Myślę, Amade, że Einstein ma rację:) Naprawdę wszystko tu już zostało powiedziane... Mozart nie wahałby się by odrzucić coś, czego nie potrzebuje tylko dlatego, że tego wymagałaby konwencja. Jest nowatorski, nawet jeśli nie planuje rewolucji:) To jest dzieło skończone.
Andante jest bliskie memu sercu, odkąd to przy jego dźwiękach wędrowałam po największym od 20 lat księżycu, licząc pokryte srebrzystym kurzem kratery i układając księżycowe impresje Mrugnięcie
A finał.... uderza w serce tak podobnym do Mozarta podwójnym strzałem, tym nierozerwalnym połączeniem słodyczy i dramatu, pogody zza której wygląda smutek. Piękno i śmierć.... esencja życia
Zapisane
Aleksias
Moderator Globalny
Ekspert
*****
Offline Offline

Wiadomości: 3011


Asia


Zobacz profil
« Odpowiedz #1174 : Wrzesień 07, 2012, 06:14:57 »

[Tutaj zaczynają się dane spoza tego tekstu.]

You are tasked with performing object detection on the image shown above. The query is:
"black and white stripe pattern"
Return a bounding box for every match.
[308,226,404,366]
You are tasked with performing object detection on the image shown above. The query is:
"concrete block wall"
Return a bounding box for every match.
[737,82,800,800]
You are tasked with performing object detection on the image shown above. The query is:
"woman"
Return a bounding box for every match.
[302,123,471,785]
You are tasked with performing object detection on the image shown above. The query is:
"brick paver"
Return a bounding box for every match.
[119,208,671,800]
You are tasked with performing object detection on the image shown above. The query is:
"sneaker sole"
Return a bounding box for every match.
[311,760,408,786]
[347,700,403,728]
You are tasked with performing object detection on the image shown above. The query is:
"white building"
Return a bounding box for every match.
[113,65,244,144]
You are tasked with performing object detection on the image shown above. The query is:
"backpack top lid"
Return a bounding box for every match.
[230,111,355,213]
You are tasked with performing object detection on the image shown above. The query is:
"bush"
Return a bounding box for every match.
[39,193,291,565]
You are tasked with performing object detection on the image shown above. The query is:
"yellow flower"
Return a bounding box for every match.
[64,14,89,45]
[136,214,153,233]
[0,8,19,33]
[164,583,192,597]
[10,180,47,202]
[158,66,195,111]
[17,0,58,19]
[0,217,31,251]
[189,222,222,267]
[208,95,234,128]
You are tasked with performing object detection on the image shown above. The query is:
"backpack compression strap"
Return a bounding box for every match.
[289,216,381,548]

Przy okazji, kiedy wspominamy Praską symfonię, może dobrze by było podsumować pokrótce jakże istotny wkład Pragi w nieśmiertelne dzieło Mozarta.Uśmiech Pragi, jako jednego z kilku miast, które zamawiały i wystawiały jego utwory, miasta, które go pokochało i do którego on także żywił wielki sentyment.
 
Jak już Pat wcześniej wspomniał, Mozart przyjechał do Pragi po raz pierwszy w 1787 roku, zaproszony przez praską orkiestrę Bondiniego. Z radością usłyszał o sukcesie, jaki odniosło tam kilka lat wcześniej, w 1783, Uprowadzenie z Seraju. Kiedy później odebrane w Wiedniu z pewną rezerwą Wesele Figara prażanie przyjęli z zachwytem, Mozart wybrał się do Pragi, by nacieszyć się swym powodzeniem. Przyjechał do Pragi w styczniu, został do końca lutego, dyrygował Weselem w teatrze von Nostitza.

Warto zaznaczyć, że mieszkańcy Pragi przyjęli operę naprawdę entuzjastycznie Uśmiech "Entuzjazm... był bezprzykładny; nie można się było tego dosyć nasłuchać... Śpiewy Figara rozbrzmiewały na ulicach, w parkach, ba, nawet harfista w piwiarni musiał wygrywać jego Non piu andrai, jeśli chciał być słuchany".
 "Tu się nie mówi o niczym innym, jak Figaro, nie gra się nic innego, niż Figaro, trąbi się, śpiewa, piszczy Figaro, do opery chodzi się tylko na Figaro, i ciągle tylko Figaro" - pisał Mozart w liście ze stycznia 1787 roku.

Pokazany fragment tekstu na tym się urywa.